Online gaming operators in China are racing to rewrite their software in preparation for stringent new regulations, according to an industry analyst.
"The companies are looking at changing the game model to help the players reduce playing time," said Jim Sun, an internet and telecoms research analyst with Evolution Securities in Shanghai.
The new regulations, which include tight limits on playing time and a ban on underage players in violent games, were announced earlier this year, and the government plans to begin full enforcement early next year.
"It is very complicated for companies to change the game structure. Most of them have put up trial servers, and they're trying to see the impact on game players," said Sun, who frequently visits and speaks with China's online game operators.
According to recent government data from the China Internet Network Information Center, the country has over 20 million online game players, about half of whom play hourly or monthly fees to play massively multiplayer online role-playing games.
Companies affected by the new regulations include US-listed Shanda Entertainment, Netease, and China's local World of Warcraft operator, The9 Ltd. Company spokespersons could not be contacted by press time.
Following reports of crime and suicides linked to gaming and internet use, China's government has become increasingly concerned by what it sees as the negative social effects of online games.
Government-controlled newspapers run regular features warning of the dangers of excessive online gaming and internet addiction.
But Sun warned that the new regulations may be less effective than the government hopes. "The time limit could be almost useless, because the game player can start another account to play the same game or play another game," he said.
The government plans to prevent repeat play or underage play by forcing players to input their official ID card numbers before they can connect to a game.
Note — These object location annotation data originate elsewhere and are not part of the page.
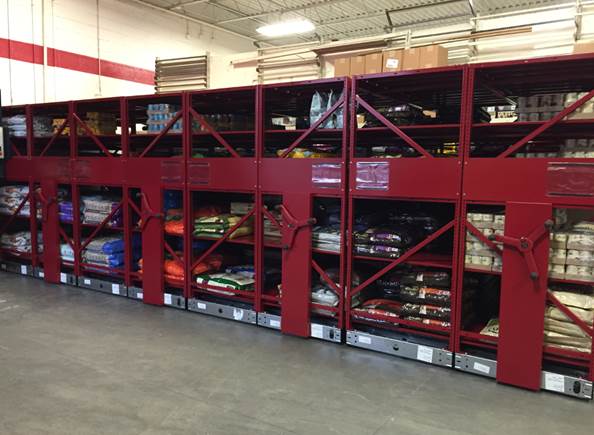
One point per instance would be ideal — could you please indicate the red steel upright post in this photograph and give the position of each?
(522, 170)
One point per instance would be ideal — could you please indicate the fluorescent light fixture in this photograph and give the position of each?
(289, 27)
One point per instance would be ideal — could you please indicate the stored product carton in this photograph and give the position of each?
(357, 65)
(583, 47)
(342, 66)
(373, 63)
(392, 61)
(411, 58)
(433, 56)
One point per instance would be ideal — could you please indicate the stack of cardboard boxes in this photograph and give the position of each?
(429, 56)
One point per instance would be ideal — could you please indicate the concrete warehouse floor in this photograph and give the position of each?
(80, 362)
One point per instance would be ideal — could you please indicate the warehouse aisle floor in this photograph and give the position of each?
(76, 361)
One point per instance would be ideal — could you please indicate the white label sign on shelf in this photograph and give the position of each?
(392, 62)
(425, 354)
(365, 340)
(317, 331)
(237, 313)
(554, 382)
(483, 368)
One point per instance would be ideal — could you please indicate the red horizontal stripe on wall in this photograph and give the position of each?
(33, 53)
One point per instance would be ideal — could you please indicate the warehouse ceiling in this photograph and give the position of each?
(336, 19)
But this might also be ineffective, because players would try to use other people's ID numbers, for example, their parent's numbers.
A recent Deutsche Bank Securities report suggests that the new playing time limits are likely to have a negative impact on revenues for some online game operators.
The games will be changed to discourage lengthy playing sessions by reducing experience points earned to half after three hours play, and to zero after five hours. This timer will be reset every 24 hours.
Sun said he expects that revenue will not be affected because games companies will simply increase their hourly fees if total playing time is reduced. Players will accept these increases, he believes.